The extensible markup language package in R29 was used to load and parse documentation information contained in extensible markup language documents and read Hyper Text Markup Language from the xml2 package was used to extract all documentation text.29,30 The tabulizer package in R (version 3.5) was used to extract documentation from PDF files.31 For the table/metadata repository, we use the datatables.net package. For the node network visualization, we use the cytoscape package.

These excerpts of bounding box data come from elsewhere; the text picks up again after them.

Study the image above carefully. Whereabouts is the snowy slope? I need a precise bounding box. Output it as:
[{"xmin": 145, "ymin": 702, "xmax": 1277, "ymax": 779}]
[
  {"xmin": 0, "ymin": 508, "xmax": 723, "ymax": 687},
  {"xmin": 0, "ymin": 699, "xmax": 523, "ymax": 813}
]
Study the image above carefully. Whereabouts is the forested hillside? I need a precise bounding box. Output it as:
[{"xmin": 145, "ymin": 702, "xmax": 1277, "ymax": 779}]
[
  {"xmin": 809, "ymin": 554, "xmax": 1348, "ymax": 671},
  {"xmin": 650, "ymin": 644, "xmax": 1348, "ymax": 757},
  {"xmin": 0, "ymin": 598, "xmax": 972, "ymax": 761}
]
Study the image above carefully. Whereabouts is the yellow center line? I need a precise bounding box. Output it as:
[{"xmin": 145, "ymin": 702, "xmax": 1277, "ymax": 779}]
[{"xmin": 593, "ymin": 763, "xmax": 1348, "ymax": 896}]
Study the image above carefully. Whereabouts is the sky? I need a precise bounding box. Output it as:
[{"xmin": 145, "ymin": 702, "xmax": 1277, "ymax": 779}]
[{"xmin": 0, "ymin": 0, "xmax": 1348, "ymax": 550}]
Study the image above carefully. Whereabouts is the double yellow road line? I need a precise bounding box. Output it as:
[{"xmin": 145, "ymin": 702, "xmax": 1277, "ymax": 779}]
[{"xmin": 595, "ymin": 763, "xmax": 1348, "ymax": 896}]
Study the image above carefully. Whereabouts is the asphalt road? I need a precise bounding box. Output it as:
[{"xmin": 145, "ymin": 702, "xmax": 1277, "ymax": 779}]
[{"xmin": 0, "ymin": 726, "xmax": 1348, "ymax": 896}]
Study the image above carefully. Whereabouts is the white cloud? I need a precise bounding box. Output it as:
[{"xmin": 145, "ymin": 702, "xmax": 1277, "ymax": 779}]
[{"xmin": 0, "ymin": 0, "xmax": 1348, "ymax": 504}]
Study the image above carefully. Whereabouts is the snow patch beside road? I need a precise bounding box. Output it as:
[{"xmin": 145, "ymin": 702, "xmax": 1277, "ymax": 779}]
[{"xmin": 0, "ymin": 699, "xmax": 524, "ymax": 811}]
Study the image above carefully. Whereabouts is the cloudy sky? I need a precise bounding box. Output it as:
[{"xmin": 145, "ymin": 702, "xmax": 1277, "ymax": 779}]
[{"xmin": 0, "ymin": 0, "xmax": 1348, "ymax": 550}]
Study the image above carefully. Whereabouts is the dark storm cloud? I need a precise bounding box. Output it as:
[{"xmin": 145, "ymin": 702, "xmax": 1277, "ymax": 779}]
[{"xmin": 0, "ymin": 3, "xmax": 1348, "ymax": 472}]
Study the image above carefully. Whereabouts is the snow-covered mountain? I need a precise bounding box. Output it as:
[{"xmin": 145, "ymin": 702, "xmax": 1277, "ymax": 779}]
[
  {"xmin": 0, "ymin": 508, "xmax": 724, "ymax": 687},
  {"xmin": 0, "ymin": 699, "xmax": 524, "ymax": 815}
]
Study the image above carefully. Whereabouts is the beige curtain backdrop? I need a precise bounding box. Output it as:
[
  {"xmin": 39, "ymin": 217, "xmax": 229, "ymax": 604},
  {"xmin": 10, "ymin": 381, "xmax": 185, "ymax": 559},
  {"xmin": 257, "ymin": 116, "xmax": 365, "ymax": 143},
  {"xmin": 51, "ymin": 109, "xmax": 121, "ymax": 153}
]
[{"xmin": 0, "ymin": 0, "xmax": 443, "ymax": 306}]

The full set of documentation in the metadata repository and the code to harmonize the variable depicted can be accessed in a workspace and on GitHub (https://github.com/duke-harmonization/manual_harmonization).

RESULTS

The online portal can be accessed online (https://precision.heart.org/duke-ninds). Researchers interested in studying cardiovascular disease and integrating data across the REGARDS study, FHS, MESA, and ARIC study can leverage this open platform to accelerate their work and better understand how the same variable is defined across all cohorts. An overview of the observational studies used, the total variables mapped, and the total stroke and outcome concepts represented were shown in Table.

Table. Overview of Harmonized Observational Study Variables

StudyConcepts Represented (N)Datasets (N)Variables Mapped (N)
REGARDS51554
MESA497174
ARIC5043310
FHS5224327

Breakdown of the concepts, datasets, and variables from each study in the harmonization. Concepts Represented refers to the number (N) of unique harmonized variables; Datasets indicates the number of unique dataset labels in dbGaP used; and Variables Mapped refers to the number of unique individual variables used in the harmonization. ARIC indicates Atherosclerosis Risk in Communities study; FHS, Framingham Heart Study; MESA, Multi-Ethnic Study of Atherosclerosis, and REGARDS, Reasons for Geographic and Racial Differences in Stroke study.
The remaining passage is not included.